LOS IMPRESCINDIBLES - Álvaro Bermejo

“TODO LO QUE ARDE”

Personas lanzan flores a una fogata en la playa, celebrando la noche de San Juan bajo la luna llena. (Foto: Imagen generada por inteligencia artificial – Cibeles AI).
Álvaro Bermejo | Sábado 27 de junio de 2026

Deberíamos tener cada día un tiempo y un espacio donde no sepamos lo que dicen los periódicos, un lugar donde puedas sacar a la luz lo que eres y lo que podrías ser”. Nos lo recordaba el célebre mitólogo Joseph Campbell, hablando de lo que significa una noche como la que venimos de vivir. Con la primera ola de calor, nuestra última noche de San Juan.

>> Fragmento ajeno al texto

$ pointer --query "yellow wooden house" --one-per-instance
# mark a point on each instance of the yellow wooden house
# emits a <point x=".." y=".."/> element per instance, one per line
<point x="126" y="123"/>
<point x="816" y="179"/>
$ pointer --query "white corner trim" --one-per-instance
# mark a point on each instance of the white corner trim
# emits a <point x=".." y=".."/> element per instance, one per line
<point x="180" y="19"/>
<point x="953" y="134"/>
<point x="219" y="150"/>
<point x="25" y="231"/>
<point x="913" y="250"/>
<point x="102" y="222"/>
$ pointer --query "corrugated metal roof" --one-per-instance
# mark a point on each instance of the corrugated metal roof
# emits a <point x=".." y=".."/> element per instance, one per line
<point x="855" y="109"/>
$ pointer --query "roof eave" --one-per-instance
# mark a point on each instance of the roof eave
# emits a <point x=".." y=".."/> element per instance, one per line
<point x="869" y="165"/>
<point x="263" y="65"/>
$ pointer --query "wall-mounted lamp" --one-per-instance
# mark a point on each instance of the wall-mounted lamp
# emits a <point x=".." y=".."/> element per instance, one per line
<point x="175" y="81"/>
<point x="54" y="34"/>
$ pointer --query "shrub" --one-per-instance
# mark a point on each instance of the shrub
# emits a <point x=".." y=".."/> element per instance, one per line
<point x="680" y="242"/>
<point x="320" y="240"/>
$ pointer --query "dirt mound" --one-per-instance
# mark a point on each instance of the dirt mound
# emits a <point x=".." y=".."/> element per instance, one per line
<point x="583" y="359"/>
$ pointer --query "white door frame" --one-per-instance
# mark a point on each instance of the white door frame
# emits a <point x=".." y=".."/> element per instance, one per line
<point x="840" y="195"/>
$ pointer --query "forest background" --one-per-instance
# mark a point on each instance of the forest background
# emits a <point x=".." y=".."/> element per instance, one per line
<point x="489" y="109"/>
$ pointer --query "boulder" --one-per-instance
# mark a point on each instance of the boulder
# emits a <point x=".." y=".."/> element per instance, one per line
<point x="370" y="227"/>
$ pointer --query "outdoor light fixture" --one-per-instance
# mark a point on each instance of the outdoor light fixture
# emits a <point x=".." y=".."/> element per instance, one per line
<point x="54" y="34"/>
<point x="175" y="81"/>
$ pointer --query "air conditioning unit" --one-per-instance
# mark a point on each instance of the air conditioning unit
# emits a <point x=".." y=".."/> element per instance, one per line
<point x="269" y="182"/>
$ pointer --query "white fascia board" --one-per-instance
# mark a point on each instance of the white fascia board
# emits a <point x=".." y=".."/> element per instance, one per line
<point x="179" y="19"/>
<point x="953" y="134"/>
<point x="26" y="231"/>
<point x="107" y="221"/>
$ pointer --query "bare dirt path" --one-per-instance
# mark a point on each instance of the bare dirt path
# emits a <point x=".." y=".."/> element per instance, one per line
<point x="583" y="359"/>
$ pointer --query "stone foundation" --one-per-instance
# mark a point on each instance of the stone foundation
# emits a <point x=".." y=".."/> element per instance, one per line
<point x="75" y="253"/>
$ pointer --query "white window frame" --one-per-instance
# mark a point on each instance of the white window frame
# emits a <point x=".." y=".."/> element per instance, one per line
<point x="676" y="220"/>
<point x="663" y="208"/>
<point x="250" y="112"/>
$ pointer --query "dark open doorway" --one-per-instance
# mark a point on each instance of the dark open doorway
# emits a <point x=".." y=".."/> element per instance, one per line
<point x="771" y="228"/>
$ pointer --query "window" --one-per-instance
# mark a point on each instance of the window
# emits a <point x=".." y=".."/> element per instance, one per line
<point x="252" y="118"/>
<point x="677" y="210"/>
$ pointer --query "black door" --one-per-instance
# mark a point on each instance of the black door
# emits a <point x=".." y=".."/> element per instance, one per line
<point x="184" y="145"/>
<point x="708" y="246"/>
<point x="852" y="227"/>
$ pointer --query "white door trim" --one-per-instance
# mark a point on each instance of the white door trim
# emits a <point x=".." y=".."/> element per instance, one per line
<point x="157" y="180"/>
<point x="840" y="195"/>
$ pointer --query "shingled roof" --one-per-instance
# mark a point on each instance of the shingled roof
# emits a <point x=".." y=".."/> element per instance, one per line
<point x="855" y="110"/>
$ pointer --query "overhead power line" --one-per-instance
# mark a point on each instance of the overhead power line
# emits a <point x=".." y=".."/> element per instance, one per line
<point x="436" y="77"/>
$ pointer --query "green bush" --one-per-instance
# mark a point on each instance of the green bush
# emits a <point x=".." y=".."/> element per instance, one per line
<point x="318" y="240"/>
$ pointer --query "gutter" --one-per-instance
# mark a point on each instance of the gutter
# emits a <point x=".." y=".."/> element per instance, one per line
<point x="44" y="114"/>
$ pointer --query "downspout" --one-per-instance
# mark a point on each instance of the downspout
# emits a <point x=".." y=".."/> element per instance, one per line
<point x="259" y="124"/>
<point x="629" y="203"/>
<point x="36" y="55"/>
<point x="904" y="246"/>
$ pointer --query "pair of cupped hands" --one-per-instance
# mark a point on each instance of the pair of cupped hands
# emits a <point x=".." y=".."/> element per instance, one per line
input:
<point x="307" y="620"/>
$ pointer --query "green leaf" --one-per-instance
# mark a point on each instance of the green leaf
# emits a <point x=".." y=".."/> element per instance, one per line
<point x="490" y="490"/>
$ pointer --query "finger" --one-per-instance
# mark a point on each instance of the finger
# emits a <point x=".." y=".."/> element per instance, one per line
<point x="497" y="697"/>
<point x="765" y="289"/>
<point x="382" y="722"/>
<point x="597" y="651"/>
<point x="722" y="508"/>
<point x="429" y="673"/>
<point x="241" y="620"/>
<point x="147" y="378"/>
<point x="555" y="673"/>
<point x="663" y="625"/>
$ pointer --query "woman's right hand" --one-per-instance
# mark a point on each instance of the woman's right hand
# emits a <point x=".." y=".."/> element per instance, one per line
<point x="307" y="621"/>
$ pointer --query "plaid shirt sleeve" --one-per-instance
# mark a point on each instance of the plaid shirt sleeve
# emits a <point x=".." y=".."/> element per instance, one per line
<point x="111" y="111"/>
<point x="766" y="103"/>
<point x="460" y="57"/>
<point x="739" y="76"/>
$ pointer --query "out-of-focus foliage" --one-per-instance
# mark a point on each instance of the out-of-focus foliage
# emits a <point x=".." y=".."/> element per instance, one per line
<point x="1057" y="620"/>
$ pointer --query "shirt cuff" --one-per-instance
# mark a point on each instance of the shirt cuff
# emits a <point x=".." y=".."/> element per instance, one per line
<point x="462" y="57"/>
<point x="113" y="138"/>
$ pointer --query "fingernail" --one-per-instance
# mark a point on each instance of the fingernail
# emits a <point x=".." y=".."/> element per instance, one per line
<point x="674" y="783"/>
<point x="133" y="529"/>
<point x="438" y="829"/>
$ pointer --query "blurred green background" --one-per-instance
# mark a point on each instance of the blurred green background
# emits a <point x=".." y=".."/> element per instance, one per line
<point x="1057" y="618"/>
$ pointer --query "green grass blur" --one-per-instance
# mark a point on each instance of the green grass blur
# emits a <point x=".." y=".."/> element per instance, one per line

El despertar a través del fuego: atrevernos a dejar atrás lo que nos quema para ver lo que nos ilumina. El solsticio como un rito de renovación, saltar la hoguera hacia otra dimensión de nosotros mismos. Y la clave mayor: transformar la tierra en un escenario sagrado, como el latido de la vida.

Cuesta imaginarlo en un tiempo como el nuestro, en el que sólo sacralizamos la naturaleza en su versión ecológica o vacacional, la del excursionista que opta por una vida saludable. ¿Y el espíritu, el mito, la revelación, dónde quedan? ¿En una pincelada folclórica? ¿En esas hogueras festivas, prodigadas de ciudad en ciudad, de pueblo en pueblo y de playa en playa, con qué sentido?

Dos solsticios, el de invierno y el de verano. Dos Juanes, el Bautista y el Evangelista. Réplicas del romano Jano, el de los dos rostros, guardián de las puertas solsticiales. Una, precisamente la que abre el verano, ya está cerrándose. Por eso apelamos al fuego, para que esta noche se prolongue en el día más largo del año. En esa hoguera central, que no ha de prenderse en cualquier lugar, ni con cualquier madera, pues simboliza un centro cósmico. En todo lo que arde dentro de nosotros, muerte y renacimiento, para conectarnos con el ciclo eterno de la vida.

Por eso es también ésta la noche que abre, en palabras de Caro Baroja, la estación del amor. Y la de los conjuros. Don Pío lo contó en su Jaun de Alzate y en La dama de Urtubi: aquelarres, rituales de brujería en la cueva de Zugarramurdi, en una noche de san Juan. También en el San Sebastián de su infancia: “cuando yo era chico, se nos decía que echando un huevo a un vaso de agua en la noche de san Juan…”.

Cultos al sol en la noche, invocaciones a la fecundidad, reverencia ante la dimensión mágica de la vida. Misterio. Sacralidad. Palabras prohibidas en este tiempo en el que no creemos en nada. Niños eternos rendidos a su puerilidad esencial. ¿La noche de san Juan? Una gaupasa más, como llamamos en el País Vasco a las noches de fiesta sin final. Y sin sentido.

Sopla el viento, pero no el espíritu. ¿Qué es? El aroma de la vida. Justo eso que cantó Shakespeare en su ‘Sueño de una noche de verano’. “Cantad y bailad hasta que raye la aurora”, dice el duende Puck. Y la vida responde: si no entiendes el fuego, del tuyo sólo quedarán cenizas.